Sand dunes at Hanford area viewed from across the Columbia River at Ringold
Dunes are the faint light area in the satellite image (USGS)
Having grown up in eastern Washington I found that while traveling or living any distance from eastern Washington I frequently had to explain that eastern Washington is dry. In fact, large swaths of eastern Washington is desert. Parts of the east side basin are so dry that it is marginal for even sage brush to survive. And there are several areas of sand dunes in this dry landscape.
Hanford sand dunes and Columbia River.
Irrigated land on the east side of the river is irrigated via the Columbia Basin Project
The largest dune field in eastern Washington is on the U.S, Department of Energy Hanford Reserve. A fair bit of the dune area at Hanford has become stabilized with vegetation hinting that for a time the area was even drier. But the core area of the Hanford dunes still contains a large active dune field. Public entrance to the dune fields at Hanford is restricted since the Hanford area was established as a nuclear materials production site. I got a glimpse of the Hanford dunes from across the river on a recent landslide inspection adventure.

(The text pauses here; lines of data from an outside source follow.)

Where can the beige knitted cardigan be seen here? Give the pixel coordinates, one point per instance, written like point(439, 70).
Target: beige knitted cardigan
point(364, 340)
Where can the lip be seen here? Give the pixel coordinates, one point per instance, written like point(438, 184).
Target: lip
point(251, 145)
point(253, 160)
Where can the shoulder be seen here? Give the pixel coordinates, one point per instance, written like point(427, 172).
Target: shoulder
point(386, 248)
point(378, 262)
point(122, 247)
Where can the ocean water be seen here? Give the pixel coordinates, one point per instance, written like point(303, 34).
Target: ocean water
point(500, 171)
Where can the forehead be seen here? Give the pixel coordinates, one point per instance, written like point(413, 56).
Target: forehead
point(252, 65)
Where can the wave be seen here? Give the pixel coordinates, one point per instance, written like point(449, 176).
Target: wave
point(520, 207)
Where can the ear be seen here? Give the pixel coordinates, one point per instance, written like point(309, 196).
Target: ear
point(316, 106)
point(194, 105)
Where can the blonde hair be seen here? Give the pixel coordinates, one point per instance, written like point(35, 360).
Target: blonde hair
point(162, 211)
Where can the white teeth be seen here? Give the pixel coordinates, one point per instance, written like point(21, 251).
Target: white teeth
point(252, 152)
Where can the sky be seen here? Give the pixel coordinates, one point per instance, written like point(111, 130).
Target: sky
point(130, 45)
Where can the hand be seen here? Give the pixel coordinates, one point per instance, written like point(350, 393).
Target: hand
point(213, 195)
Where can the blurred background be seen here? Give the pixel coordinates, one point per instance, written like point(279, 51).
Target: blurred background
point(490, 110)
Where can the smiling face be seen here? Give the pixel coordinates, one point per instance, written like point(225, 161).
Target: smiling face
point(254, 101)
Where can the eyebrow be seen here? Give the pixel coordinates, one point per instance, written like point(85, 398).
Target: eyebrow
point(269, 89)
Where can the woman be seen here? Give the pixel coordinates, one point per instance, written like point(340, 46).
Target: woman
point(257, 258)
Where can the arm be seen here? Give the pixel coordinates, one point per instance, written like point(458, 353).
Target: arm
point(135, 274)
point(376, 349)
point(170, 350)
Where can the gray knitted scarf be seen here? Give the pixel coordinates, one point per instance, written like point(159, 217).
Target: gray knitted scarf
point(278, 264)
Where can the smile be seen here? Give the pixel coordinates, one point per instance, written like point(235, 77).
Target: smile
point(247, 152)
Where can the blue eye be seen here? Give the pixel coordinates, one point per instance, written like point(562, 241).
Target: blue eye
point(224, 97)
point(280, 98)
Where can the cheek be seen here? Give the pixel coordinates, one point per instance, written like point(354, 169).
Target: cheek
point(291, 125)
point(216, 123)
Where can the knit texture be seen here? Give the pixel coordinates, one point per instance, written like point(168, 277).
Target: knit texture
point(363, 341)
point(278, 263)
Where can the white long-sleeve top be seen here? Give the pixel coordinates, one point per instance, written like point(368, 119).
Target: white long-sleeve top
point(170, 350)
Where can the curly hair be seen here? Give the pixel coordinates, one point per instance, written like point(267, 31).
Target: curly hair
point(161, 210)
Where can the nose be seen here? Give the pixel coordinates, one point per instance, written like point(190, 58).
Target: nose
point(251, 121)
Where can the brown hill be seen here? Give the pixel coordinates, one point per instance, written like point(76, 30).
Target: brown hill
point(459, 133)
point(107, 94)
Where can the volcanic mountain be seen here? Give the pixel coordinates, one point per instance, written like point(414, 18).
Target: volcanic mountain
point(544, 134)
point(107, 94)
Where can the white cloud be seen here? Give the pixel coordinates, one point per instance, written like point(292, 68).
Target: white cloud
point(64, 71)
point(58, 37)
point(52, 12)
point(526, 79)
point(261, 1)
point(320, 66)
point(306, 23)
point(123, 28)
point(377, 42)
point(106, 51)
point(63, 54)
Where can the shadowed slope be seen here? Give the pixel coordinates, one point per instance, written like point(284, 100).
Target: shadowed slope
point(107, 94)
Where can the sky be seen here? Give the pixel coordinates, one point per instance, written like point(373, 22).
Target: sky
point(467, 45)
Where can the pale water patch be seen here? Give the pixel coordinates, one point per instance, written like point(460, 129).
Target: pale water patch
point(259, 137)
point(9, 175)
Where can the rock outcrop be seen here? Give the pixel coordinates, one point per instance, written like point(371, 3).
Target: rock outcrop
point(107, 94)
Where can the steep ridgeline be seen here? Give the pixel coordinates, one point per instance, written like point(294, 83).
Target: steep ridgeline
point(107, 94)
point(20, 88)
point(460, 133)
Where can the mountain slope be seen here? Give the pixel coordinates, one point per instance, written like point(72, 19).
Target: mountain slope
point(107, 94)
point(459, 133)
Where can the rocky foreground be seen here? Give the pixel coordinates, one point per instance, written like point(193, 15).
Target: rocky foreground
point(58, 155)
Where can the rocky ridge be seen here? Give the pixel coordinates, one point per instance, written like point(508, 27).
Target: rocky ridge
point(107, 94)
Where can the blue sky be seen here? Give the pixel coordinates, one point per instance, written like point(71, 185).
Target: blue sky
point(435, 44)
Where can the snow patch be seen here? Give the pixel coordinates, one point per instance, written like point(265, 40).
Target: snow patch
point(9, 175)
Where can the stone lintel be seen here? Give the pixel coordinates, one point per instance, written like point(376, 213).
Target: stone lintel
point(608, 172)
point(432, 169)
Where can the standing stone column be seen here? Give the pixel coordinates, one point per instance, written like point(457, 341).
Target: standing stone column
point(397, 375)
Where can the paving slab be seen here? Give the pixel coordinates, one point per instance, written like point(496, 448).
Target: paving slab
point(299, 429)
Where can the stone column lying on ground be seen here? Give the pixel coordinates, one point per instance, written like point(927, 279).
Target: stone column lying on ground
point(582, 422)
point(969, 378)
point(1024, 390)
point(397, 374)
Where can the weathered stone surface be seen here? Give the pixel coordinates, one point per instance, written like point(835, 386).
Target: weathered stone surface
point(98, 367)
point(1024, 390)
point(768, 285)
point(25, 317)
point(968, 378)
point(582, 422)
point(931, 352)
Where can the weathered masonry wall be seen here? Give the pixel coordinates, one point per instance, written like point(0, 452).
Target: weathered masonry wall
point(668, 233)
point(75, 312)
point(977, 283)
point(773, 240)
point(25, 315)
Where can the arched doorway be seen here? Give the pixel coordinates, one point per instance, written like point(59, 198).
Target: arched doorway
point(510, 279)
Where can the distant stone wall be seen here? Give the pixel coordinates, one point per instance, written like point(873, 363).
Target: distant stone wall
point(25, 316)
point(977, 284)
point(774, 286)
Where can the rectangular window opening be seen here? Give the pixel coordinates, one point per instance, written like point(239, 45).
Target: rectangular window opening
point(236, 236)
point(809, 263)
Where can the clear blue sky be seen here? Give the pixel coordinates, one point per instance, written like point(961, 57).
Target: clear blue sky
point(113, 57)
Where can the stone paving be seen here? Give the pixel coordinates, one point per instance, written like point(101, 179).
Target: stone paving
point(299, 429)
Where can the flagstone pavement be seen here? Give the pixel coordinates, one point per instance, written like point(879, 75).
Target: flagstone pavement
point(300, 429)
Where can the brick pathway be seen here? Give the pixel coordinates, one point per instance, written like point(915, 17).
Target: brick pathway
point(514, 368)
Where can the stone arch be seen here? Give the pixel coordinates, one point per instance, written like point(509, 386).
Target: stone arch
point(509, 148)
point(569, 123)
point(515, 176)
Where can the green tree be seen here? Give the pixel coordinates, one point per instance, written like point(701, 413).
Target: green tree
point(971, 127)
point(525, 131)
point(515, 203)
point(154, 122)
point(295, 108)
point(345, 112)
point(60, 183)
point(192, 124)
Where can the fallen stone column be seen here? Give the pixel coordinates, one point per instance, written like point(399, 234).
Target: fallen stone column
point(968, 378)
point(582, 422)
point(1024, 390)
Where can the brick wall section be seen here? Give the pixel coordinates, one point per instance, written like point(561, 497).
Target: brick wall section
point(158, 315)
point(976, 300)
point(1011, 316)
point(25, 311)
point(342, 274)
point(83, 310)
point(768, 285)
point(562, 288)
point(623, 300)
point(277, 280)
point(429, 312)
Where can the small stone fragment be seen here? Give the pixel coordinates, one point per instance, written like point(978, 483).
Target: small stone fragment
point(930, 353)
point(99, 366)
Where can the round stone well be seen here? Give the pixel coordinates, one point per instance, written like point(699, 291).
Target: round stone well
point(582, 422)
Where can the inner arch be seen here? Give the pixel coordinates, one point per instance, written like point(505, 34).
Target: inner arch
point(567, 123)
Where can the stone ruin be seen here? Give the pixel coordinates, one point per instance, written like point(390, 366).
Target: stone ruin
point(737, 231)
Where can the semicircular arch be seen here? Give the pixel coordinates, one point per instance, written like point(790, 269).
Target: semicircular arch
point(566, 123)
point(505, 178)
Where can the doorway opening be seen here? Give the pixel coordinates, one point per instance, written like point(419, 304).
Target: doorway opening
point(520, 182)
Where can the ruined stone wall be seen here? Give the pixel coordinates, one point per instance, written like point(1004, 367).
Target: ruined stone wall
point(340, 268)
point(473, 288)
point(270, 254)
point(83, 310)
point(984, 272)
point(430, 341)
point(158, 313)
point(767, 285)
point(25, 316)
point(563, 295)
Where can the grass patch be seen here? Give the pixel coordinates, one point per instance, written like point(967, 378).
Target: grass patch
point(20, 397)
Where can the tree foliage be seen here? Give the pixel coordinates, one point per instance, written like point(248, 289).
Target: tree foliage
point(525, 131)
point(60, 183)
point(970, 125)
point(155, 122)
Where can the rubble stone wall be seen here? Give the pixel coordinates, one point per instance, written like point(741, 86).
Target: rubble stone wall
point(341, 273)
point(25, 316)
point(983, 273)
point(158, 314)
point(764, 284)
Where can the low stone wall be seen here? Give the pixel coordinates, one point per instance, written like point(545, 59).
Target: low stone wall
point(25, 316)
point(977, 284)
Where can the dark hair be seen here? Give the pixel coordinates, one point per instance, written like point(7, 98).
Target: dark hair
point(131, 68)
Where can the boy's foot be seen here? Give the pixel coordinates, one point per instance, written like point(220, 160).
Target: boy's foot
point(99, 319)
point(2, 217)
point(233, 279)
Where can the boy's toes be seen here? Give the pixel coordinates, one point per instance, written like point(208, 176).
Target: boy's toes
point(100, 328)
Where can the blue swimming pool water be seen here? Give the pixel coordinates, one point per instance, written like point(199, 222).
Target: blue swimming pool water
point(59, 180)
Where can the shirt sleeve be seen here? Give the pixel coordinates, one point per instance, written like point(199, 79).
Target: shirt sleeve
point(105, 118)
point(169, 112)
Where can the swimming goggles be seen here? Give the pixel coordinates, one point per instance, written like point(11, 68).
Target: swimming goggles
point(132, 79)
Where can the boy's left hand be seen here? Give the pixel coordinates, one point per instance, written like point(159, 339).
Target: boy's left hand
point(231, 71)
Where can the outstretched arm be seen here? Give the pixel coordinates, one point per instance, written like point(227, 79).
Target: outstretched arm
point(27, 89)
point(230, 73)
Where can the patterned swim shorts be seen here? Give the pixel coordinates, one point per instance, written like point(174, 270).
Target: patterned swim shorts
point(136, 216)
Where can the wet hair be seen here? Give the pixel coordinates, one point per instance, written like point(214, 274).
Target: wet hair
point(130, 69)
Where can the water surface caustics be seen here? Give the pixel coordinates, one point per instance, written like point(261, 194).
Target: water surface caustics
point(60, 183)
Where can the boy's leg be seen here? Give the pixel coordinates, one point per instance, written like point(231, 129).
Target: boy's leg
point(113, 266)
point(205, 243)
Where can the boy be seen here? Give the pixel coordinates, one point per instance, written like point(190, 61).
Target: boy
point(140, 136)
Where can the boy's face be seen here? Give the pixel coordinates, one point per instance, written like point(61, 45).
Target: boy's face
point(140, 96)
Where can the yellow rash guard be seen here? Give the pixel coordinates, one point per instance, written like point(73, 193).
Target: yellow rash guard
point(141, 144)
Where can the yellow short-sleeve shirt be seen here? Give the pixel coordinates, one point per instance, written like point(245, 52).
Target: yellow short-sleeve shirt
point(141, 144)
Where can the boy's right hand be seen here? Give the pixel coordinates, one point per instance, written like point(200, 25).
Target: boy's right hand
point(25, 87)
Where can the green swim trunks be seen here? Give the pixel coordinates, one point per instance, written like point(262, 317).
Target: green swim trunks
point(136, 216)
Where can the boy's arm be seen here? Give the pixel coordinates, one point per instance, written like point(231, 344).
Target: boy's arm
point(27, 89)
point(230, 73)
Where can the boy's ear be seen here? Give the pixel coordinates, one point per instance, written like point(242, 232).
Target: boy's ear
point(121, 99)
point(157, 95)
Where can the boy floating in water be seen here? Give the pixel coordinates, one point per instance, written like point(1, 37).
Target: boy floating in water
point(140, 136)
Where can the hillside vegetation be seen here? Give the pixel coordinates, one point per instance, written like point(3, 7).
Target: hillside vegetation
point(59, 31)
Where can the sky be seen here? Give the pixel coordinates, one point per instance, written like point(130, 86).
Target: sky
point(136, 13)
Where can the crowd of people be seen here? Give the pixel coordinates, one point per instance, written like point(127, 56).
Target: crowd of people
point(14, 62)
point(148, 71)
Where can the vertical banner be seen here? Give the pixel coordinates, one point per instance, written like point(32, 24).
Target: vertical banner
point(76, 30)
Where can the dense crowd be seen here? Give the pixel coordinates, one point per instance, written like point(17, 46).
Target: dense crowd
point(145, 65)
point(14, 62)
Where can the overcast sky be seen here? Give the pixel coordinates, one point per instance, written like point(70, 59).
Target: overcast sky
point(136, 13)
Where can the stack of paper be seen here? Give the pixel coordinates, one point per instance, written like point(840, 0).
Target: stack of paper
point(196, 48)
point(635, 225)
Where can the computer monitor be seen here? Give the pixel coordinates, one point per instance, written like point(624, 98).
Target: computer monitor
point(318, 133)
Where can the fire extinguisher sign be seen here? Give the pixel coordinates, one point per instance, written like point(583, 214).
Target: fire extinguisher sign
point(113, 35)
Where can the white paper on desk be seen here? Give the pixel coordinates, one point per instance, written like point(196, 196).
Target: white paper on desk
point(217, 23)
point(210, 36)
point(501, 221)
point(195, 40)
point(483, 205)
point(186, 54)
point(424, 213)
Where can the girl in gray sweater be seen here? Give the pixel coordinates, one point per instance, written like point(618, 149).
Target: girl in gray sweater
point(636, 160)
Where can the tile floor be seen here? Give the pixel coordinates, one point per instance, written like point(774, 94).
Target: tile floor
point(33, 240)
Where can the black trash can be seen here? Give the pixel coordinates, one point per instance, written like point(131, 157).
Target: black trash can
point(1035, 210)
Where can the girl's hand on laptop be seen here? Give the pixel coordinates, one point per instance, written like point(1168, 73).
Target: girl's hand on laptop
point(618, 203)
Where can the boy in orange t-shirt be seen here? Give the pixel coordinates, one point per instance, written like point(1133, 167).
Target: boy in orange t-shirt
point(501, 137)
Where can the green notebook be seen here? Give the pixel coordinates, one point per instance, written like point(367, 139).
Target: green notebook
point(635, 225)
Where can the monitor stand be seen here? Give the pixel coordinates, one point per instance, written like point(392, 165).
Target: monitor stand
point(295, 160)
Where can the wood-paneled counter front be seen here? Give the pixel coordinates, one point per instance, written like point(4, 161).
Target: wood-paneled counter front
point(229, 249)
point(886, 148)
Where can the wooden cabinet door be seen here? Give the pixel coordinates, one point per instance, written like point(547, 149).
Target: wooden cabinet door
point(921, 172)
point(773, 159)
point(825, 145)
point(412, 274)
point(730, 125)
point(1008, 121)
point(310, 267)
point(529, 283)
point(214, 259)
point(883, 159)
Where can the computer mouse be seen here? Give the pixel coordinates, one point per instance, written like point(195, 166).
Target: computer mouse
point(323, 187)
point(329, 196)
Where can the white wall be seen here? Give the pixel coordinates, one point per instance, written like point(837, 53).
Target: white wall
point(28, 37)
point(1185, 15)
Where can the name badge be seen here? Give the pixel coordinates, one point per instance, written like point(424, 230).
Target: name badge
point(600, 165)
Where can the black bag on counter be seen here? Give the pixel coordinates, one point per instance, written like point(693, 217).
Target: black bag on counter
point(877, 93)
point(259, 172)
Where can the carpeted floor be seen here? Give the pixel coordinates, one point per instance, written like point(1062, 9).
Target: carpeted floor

The sand for these dunes is derived from from sands deposited by Missoula Flood waters that swept across the Hanford area depositing gravel, sand and silts. The dry climate and prevailing southwest winds has formed the dune fields which are slowly being blown into the Columbia River. Perhaps some of the sand from these dunes blown into the Columbia is now part of the sand dunes along the beaches of the southwest Washington coast.